What is a Transaction Deposit?
A transaction deposit is a type of bank deposit. This type of deposit is liquid, which means the person who makes a transaction deposit may access his money without delay or restrictions. For example, a deposit into a checking account is usually a transaction deposit. A person with this type of account can withdraw against his deposit whenever he wants to as long as the funds are available. A savings account, on the other hand, may restrict the number or amount of withdrawals a person may make or institute a waiting period for accessing funds and may not be considered a transaction deposit account.
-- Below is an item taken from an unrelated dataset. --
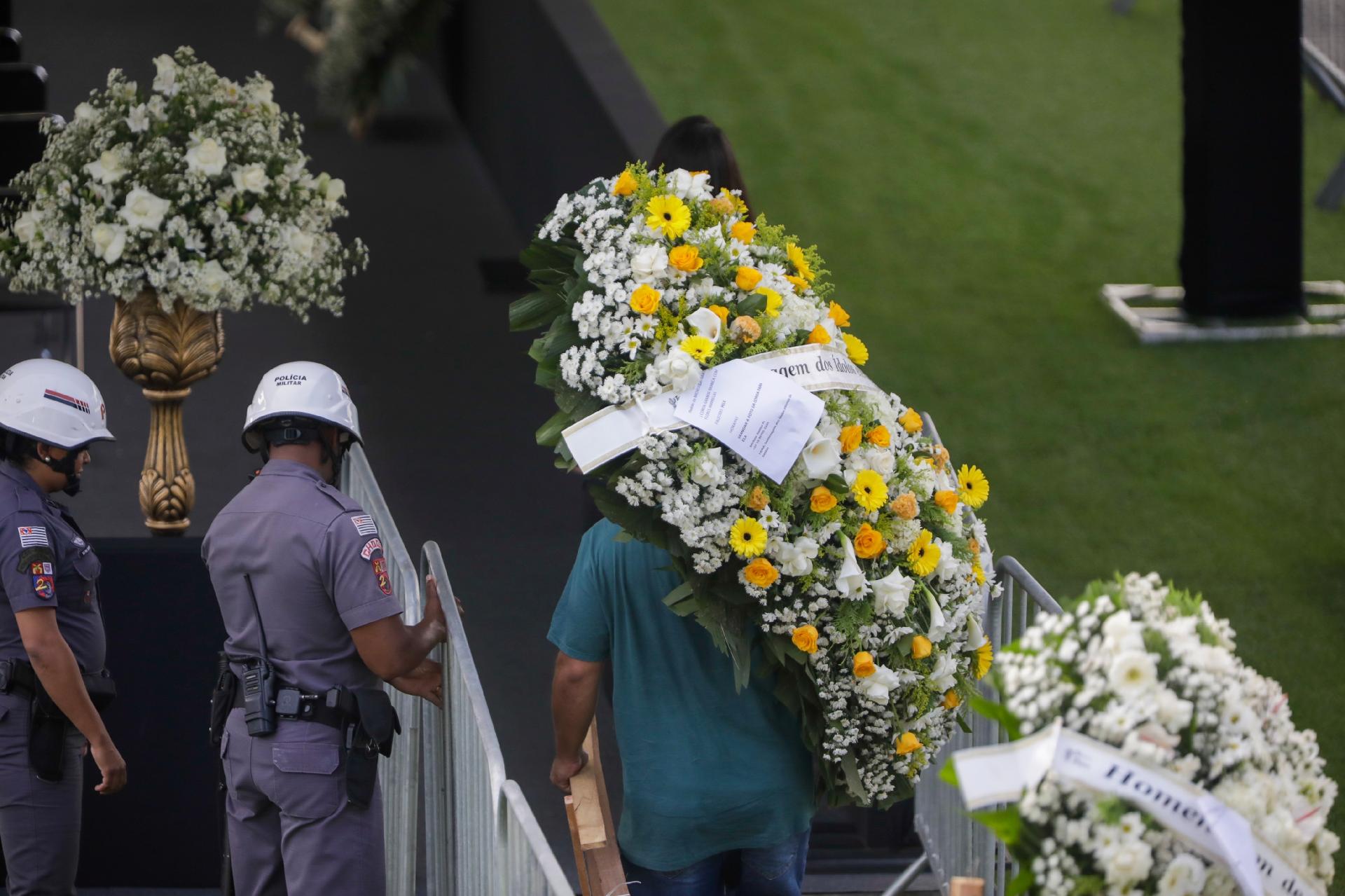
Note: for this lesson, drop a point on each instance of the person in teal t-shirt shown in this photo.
(719, 783)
A person who has a transaction deposit account may use it in a number of ways. He may initiate electronic transfers of the funds in his account or even set up automatic withdrawals of the money. Often, withdrawals can be made from these accounts using telephone authorizations as well. A person who has this kind of account may write checks on the money held within it, use other types of instruments to withdraw his money, or use the money in his account to pay others electronically. In contrast, some accounts limit users to six or fewer transfers or withdrawals per month and may have strict limitations for withdrawals from automatic teller machines or payments using a debit card. These accounts are often labeled as savings deposits rather than transaction deposits.
It is worth noting that having a transaction deposit doesn’t always mean the account holder has 100-percent access to his money. For example, a bank may hold the depositor’s check for one or more business days while making sure the funds will be paid by the paying bank. In some cases, the bank may allow the depositor to withdraw a percentage of the deposit or a predetermined amount while waiting for the check to clear. In the case of longstanding accounts, the wait time for fund release may be much shorter. In spite of these check holds, the money in these accounts is still considered liquid.
While savings deposit accounts typically place restrictions on when and how account holders can access their money, this doesn’t mean account holders are stuck if they need to exceed transaction limits or restrictions. In some cases, the bank will process additional transactions but charge the account holder a fee for doing so. For example, it may charge a small fee if the account holder makes more than six automatic teller machine (ATM) withdrawals in one month.
In April, I opened a new checking and savings account with Wells Fargo by depositing $60,000. Although I was told my own money would not be available for two full weeks, is that legal? Within two business days, the checks I deposited were paid to Wells Fargo by my previous banking institution. For what legal reason, or what legal right, does a federally insured US bank have, to put a hold on one's funds after they become available?